The nurse is performing the Romberg test on a client during a neurological assessment. Which of the following best describes the rationale for conducting the Romberg test?
- A. To measure respiratory rate and depth
- B. To evaluate coordination and fine motor skills
- C. To test for proprioception and vestibular function
- D. To assess cranial nerve function related to facial expression
Correct Answer: C
Rationale: The Romberg test is performed to assess the client's ability to maintain balance with eyes closed, testing proprioception and vestibular function. Proprioception is the sense of body position, while vestibular function relates to balance and spatial orientation. This test helps to identify sensory ataxia, where proprioceptive input is impaired. By eliminating visual input, the Romberg test challenges the vestibular and proprioceptive systems to maintain balance. Choices A, B, and D are incorrect as they do not relate to the specific purpose of the Romberg test in assessing proprioception and vestibular function.
A nurse is assessing a client who reports a severe headache and stiff neck. The nurse's assessment reveals positive Kernig's and Brudzinski's signs. Which of the following actions should the nurse perform first?
- A. Decrease bright lights
- B. Implement droplet precautions
- C. Initiate IV access
- D. Administer antibiotics
Correct Answer: B
Rationale: The correct answer is B: Implement droplet precautions. This is the first action the nurse should take because positive Kernig's and Brudzinski's signs suggest the client may have meningitis, which is highly contagious through respiratory droplets. Implementing droplet precautions will help prevent the spread of the infection to others. Decreasing bright lights (A) may be helpful for the client's comfort but is not the priority. Initiating IV access (C) and administering antibiotics (D) are important interventions but should be done after implementing precautions to prevent transmission of the infection.
A nurse is teaching the family of a client who has a new diagnosis of epilepsy about actions to take if the client experiences a seizure. Which of the following instructions should the nurse include in the teaching?
- A. Insert a padded tongue blade into the client's mouth
- B. Restrain the client
- C. Move objects away from the client
- D. Place the client on his back
Correct Answer: C
Rationale: The correct answer is C: Move objects away from the client. This instruction is crucial to prevent injury during a seizure by creating a safe environment. Placing objects away from the client reduces the risk of them hitting or injuring themselves.
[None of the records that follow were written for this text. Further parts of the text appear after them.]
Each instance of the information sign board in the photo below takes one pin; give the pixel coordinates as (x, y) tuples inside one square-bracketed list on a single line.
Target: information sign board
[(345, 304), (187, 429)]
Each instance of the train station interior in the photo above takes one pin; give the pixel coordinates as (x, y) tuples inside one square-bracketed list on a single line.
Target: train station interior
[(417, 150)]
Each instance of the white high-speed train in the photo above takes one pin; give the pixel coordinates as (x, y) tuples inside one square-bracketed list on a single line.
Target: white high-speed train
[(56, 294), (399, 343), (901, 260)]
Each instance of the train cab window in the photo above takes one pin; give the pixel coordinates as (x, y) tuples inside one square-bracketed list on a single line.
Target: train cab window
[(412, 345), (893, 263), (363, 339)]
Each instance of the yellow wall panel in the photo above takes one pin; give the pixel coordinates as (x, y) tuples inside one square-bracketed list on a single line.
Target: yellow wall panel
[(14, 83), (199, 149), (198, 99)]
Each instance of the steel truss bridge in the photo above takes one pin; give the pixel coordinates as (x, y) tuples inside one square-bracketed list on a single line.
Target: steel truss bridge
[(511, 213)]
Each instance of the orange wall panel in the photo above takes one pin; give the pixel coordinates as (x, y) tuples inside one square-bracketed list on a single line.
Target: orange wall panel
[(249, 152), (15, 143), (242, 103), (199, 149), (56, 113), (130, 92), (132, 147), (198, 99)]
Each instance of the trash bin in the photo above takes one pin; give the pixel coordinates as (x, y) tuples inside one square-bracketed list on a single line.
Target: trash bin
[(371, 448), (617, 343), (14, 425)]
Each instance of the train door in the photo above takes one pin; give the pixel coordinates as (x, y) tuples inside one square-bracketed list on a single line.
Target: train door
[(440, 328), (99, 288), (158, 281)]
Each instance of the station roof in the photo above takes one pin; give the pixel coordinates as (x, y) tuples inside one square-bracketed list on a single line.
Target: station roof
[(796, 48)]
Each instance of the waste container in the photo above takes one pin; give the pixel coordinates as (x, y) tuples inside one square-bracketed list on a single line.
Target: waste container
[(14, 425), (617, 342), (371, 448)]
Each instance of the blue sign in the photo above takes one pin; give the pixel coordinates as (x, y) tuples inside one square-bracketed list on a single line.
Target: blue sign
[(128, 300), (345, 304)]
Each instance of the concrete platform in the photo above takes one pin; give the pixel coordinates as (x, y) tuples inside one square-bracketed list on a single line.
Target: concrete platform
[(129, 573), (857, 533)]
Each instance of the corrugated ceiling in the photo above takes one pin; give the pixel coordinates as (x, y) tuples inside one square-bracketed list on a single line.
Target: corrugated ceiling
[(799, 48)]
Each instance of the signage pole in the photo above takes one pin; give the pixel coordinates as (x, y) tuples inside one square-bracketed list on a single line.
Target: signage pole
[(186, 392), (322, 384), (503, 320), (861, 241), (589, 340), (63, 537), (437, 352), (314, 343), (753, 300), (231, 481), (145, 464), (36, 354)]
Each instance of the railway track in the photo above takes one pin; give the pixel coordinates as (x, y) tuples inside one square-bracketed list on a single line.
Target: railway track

It also allows for a clear space for the client's movements during the seizure.
Choice A is incorrect as inserting a padded tongue blade can cause injury and obstruct the client's airway. Choice B is incorrect as restraining the client can lead to further injury and is not recommended during a seizure. Choice D is incorrect as placing the client on their back can increase the risk of choking or aspiration if they vomit during the seizure.